Yes, I mix it up with weight lifting or cross training, but my go-to, preferred method of working out is running. Aside from losing weight and promoting a heart healthy lifestyle, running also has many other benefits.
It alleviates stress. We all know the feeling. Your boss gives you an impossible task and by the time you get home, the mere mention of anything work related sends you flying off the handle. Go for a run. You can burn a few hundred calories and clear your mind. Running mellows people out. It’s an outlet for them to channel their frustrations.
Even if you aren’t stressed out, running is just plain convenient. You don’t need to spend boat loads of money on fancy gym memberships. All you need is a good pair of shoes, an iPhone (if you like listening to music), and the open road. How hard is it to step out your front door?
It’s a solo or group activity. I prefer to run alone. It’s the time of day where I can reflect on my schedule and prioritize everything I need to do. It lets me strategize. I’m not a huge spur-of-the-moment type of gal. I like having a plan of attack and I live by making lists. I crave organization and when I run, I can zone out to my music and start planning for tomorrow. If you’re more of a social worker-outer, you could run with your dog or a group of friends. In fact, if you’re a novice runner, it might be good to run with friends. They’ll keep you accountable.

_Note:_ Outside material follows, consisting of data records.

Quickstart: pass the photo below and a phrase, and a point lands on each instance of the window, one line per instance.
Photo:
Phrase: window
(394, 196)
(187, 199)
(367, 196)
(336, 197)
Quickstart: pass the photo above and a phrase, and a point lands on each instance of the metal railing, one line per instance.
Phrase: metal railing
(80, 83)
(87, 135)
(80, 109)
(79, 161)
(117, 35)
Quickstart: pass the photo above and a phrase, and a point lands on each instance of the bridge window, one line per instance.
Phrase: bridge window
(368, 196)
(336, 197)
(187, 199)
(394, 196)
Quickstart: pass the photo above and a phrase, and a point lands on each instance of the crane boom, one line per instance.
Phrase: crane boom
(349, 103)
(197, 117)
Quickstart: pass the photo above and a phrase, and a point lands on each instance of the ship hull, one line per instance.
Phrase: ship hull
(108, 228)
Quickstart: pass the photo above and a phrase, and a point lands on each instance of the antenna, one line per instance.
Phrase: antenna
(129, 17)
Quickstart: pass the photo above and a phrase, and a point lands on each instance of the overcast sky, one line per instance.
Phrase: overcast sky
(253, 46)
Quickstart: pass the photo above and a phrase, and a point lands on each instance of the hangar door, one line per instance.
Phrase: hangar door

The learning curve is pretty shallow. You put one foot in front of the other. That’s not so bad, right? At a certain point, momentum will take over and there’ll be a small bounce in your step. Just remember, while the notion is easy enough, the execution can be your undoing. I’m talking about form here. Your arms should be at a ninety degree angle; never clench your fists; keep your chest and back muscles loose; lean slightly forward. Running is a natural movement, but if you develop poor habits, your pain may be amplified, especially if you run long distances.
Finally, it reeks of competitiveness. Have you ever run a half marathon? That’s 13.1 miles of pure torture. I’ve run two of them. I always do great until about mile ten. At that point a friend had to practically drag me across the finish line. Talk about competition though. There’s nothing worse than being passed by a 65 year old guy who could be your dad and he’s not even breaking a sweat.
So what type of worker-outer are you? Crossfit? (Yeah, I think it’s a cult too) Pilates? Yoga? P90x? Insanity? There’s a reason there’s an entire market out there for staying fit: because it’s lucrative. The good news is that there’s an alternative to all these mediums of working out and it’s running.